Armed with a Yamaha PSR-62 synthesizer, TootArd's second album creates dreamlike effects, finds Richie Troughton

Will you trust them? A question posed by the Nakhleh brothers on ‘Trouble Watan’ – a song on their second album as TootArd.

Some reassurance may be required for anyone familiar with their previous work – that had an influence of desert rock in fusion with reggae at times. Four years on they have returned, ditching the guitars and armed with PSR-62 Oriental synthesizers.

So a leap of faith is required – although that trust in the group may well be rewarded. The change in sound is as much of a surprise as it is welcome.

‘Will you trust me? Let’s make a cultural revolution, And damn patriarchy, A revolution of love and gender freedom’ - ‘Trouble Watan’

It’s a recurring theme to welcome the group to your bosom, or as the heady single ‘Open Sesame’ urges – “open your heart”.

And there is plenty to warm to. Programmed beats with popping drum fills propel swooping middle-eastern melodies. Musically the album takes its cues from 1980’s disco with distinctly Arabic influence – and insistently labyrinthine shaabi melodic lines – with modern production values, that prevents it from sounding dated, while maintaining its kitsch factor.

Hailing from the Israeli-occupied Golan Heights on the Syrian border, Hasan and Rami have never owned a passport.
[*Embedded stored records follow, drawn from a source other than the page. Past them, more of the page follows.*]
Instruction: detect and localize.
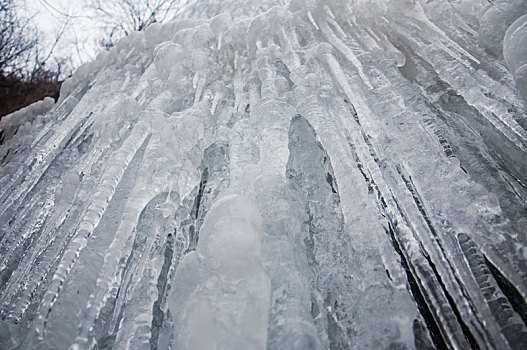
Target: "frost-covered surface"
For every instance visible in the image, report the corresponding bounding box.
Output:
[0,0,527,349]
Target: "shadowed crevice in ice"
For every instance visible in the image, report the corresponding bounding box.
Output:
[457,233,527,349]
[387,225,448,349]
[286,115,353,349]
[184,141,229,252]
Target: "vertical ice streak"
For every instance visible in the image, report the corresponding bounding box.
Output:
[0,0,527,349]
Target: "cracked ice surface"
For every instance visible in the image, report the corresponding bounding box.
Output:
[0,0,527,349]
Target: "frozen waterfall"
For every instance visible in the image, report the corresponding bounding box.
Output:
[0,0,527,350]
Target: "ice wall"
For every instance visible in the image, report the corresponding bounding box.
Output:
[0,0,527,349]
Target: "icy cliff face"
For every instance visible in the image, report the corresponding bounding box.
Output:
[0,0,527,349]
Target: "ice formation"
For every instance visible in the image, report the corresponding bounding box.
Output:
[0,0,527,349]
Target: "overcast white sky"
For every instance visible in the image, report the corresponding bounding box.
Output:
[21,0,111,74]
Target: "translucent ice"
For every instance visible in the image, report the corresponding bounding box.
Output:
[0,0,527,349]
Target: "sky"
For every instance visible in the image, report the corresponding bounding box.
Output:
[19,0,104,72]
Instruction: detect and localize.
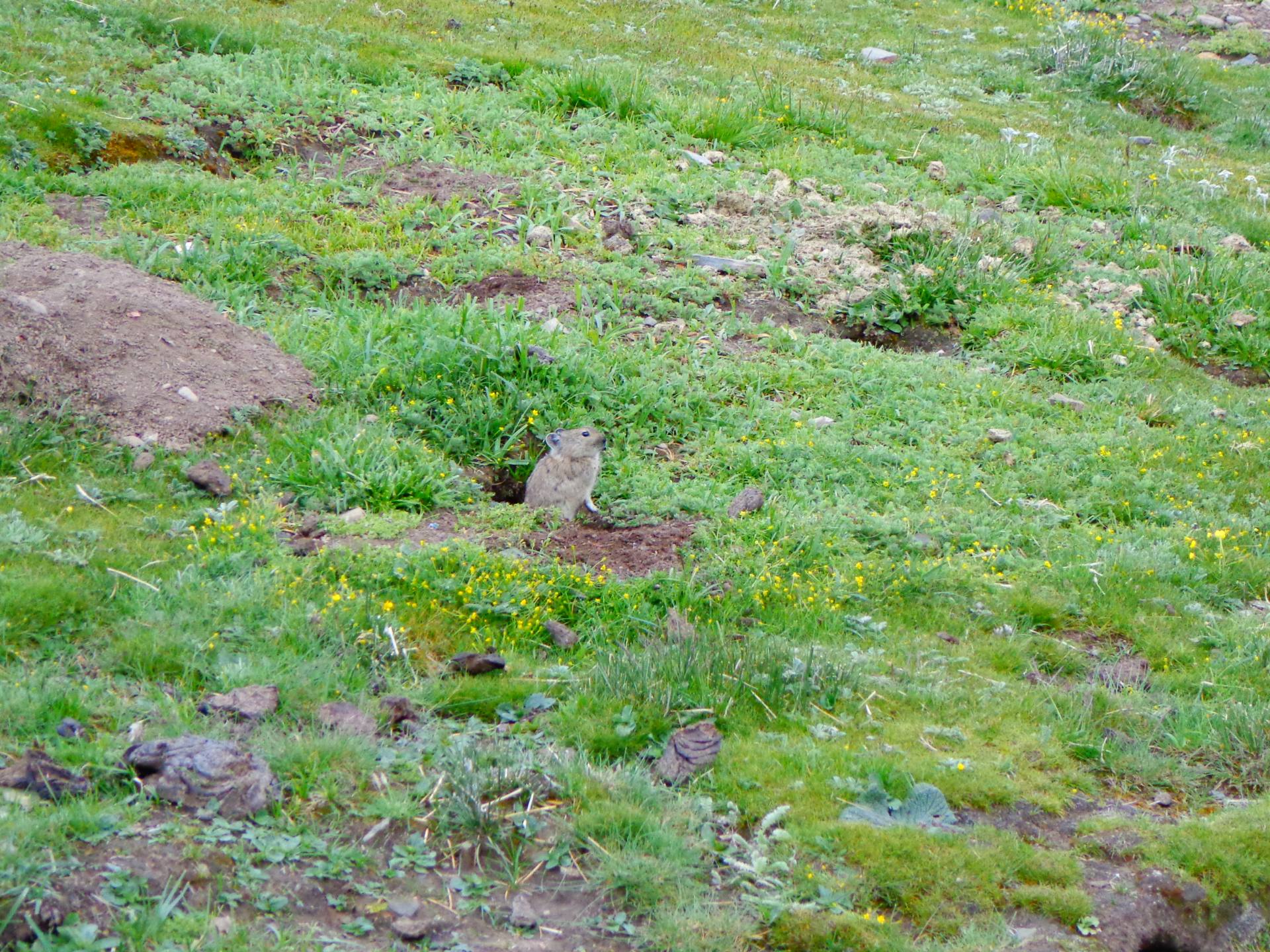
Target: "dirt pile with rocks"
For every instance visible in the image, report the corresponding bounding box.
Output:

Since the 1960’s residents of this region have depended on a document to cross between state borders (that provided the title of their debut album, Laissez Passer).

The message in songs like ‘Remote Love’ sounds even more widely resonant during what has turned out to be a long few months for many people living in lockdown.

The PSR-62 Oriental synth model used on the album was one the brothers grew up learning in their family home. Developed to include the quarter tones from Arabic music scales and the rediscovery of the instrument led to the experiments that inspired the conception of the new direction of their music.

Egyptian musicians like Omar Khorshid and Umm Kulthum are cited as influences, in addition to Magdi al-Husseini and Ihsan Al-Munzer who were among the first musicians to use the then new synths in Arabic pop music.

The TootArd members’ memory of compilations of 80s hits heard in childhood mixed with the hypnagogic effect of reviewing this music with contemporary ears creates a dream-like effect on Migrant Birds.

The dancefloors remain empty on the album’s release. Surely it wasn’t all a fantasy? For now it sounds almost mythically lost in time.